Pathology insider describes unworkable conditions in SydPath PCR testing labs
PublishedJanuary 10, 2022
ABC News, 10 January 2022
A St Vincent's Hospital staff member has expressed serious concerns over conditions at the hospital's pathology clinic, SydPath.
In December, SydPath sent out false negative COVID-19 results to around 900 people
A staff member said some equipment in the SydPath laboratories was unworkable and not being repaired
They said staff were expected to work 14 to 16-hour shifts
SydPath was last month at the centre of a major controversy when it was revealed the pathology group sent out false negative PCR results to around 900 of its patients.
The employee's concerns were outlined in an email to the Health Services Union (HSU) and obtained by ABC's 7.30.
The email said some equipment in SydPath labs was not working properly and not being fixed; that there was a distinct lack of care in maintaining equipment; and that there were not enough resources to process tests accurately.
The employee — who did not want to be identified — said conditions had become unworkable as staff were expected to commit to 14 to 16-hour shifts, sometimes even when they were sick.
The email also said that there were no contingency plans for shortages of staff or of testing machines.
A SydPath spokesman issued a statement saying "SydPath's staff have been working additional hours in response to a public emergency", and that "staff are well-supported and on no occasion have they been asked to work while unwell".
The error on December 25, the spokesman said, "occurred because, to manage unprecedented demand, SydPath labs were pooling tests in two".
To prevent any chance of this happening again, SydPath implemented a series of changes including: "The pooling of swabs has ceased. All results are cross-checked. [There has been a] reduction in the volume of activity – closing of sites and reduction in hours to ensure reduced test turnaround times and to address staff fatigue."
Health Services Union president Gerard Hayes said the sentiments expressed in the email from the hospital staff member were shared by many employees in the pathology sector as record numbers of Australians have been turning out at testing sites across the nation.
"Unfortunately, this is … typical. Health workers working in the pathology areas have been suffering chronic fatigue," Mr Hayes said.
"The lack of support and the abundance of work to perform under pressure is really at the point of putting people in harm's way."
'I was incredibly confused'
Sydney man Mitch Jones was one of the nearly 900 patients who received a false negative PCR result from SydPath.
"It was the weekend before Christmas. I was out enjoying some good times with some friends at the club together, and a few days later we all started to develop symptoms," Mr Jones said.
He said he was almost certain he had COVID-19 because his symptoms progressed to a short, sharp cough and nasal congestion.
After returning a positive rapid antigen test result, he and a number of his friends decided to brave the long queue and take PCR tests at the SydPath clinic in Sydney's Darlinghurst.
Two days later he received a text message saying his result was negative.

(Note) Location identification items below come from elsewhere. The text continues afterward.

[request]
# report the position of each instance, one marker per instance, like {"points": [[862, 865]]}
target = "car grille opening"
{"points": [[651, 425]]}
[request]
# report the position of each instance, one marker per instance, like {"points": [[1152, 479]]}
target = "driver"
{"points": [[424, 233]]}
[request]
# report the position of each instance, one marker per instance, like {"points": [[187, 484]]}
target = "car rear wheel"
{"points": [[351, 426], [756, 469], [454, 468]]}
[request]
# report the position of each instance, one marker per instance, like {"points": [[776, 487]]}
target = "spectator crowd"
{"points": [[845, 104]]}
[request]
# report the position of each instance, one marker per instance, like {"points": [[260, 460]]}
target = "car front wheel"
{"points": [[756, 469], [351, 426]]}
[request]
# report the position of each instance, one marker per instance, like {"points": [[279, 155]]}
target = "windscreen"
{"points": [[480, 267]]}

"I didn't quite believe the results," Mr Jones said. "I was incredibly confused." Mr Jones rang a number of health helplines to query his test results.
On Boxing Day, he got through to a nurse at the public health unit and, within a few hours, the correction was sent out.
He received more text messages from SydPath, one saying that there had been a "clerical error" and "incorrect negative results have been sent to people who were tested positive", and another text confirming that he in fact tested positive to COVID-19 and should immediately self-isolate.
"It was shocking to realise that it was more than just me and a few of my friends, and that it was actually a whole lot of other people," Mr Jones said.
"It makes you question the whole entire process."
'Omicron has turned our laboratories' capacity on its head'
Pathology sector insiders have told 7.30 the workforce is currently at breaking point.
Greg Granger, the director of strategic operations at pathology group Histopath, said the major blunder at SydPath was not surprising and that it could have happened anywhere.
"With all of this pressure, an enormous demand on a system, with capacity stretched to its limit, it was inevitable that there was going to be something like this occur," Mr Granger said.
"It could have happened to us or any other laboratory and these things are likely to keep occurring in the future."
As more people catch the virus, the old way of processing tests, where multiple swabs were tested in a single batch, and re-tested individually if COVID-19 was detected, has faltered.
"Omicron has turned our laboratories' capacity on its head," Mr Granger said. "Under the normal circumstances of Delta and other outbreaks, the ratio of positives to negatives within the community was very low.
"Now, with Omicron, there are greater complexities because it has gotten away from us so quickly that we haven't been able to make these adaptations and these changes quick enough to keep ahead of that curve."
Unable to keep processing the record numbers of tests, a number of pathology clinics temporarily shut down last week.
'Working under extraordinary circumstances'
Last week national cabinet agreed to remove the requirement for a PCR test to confirm a positive rapid antigen result. And all states, apart from WA, have ditched lab tests as a condition of entry.
These changes are expected to ease the pressures on pathology labs and testing clinics.
Histopath's Mr Granger said that his organisation had already started adapting its processes to the Omicron variant, but said the impact of the added pressure was still being felt across the sector.
"We are overworked, we're beaten, we're working under extraordinary circumstances," he said.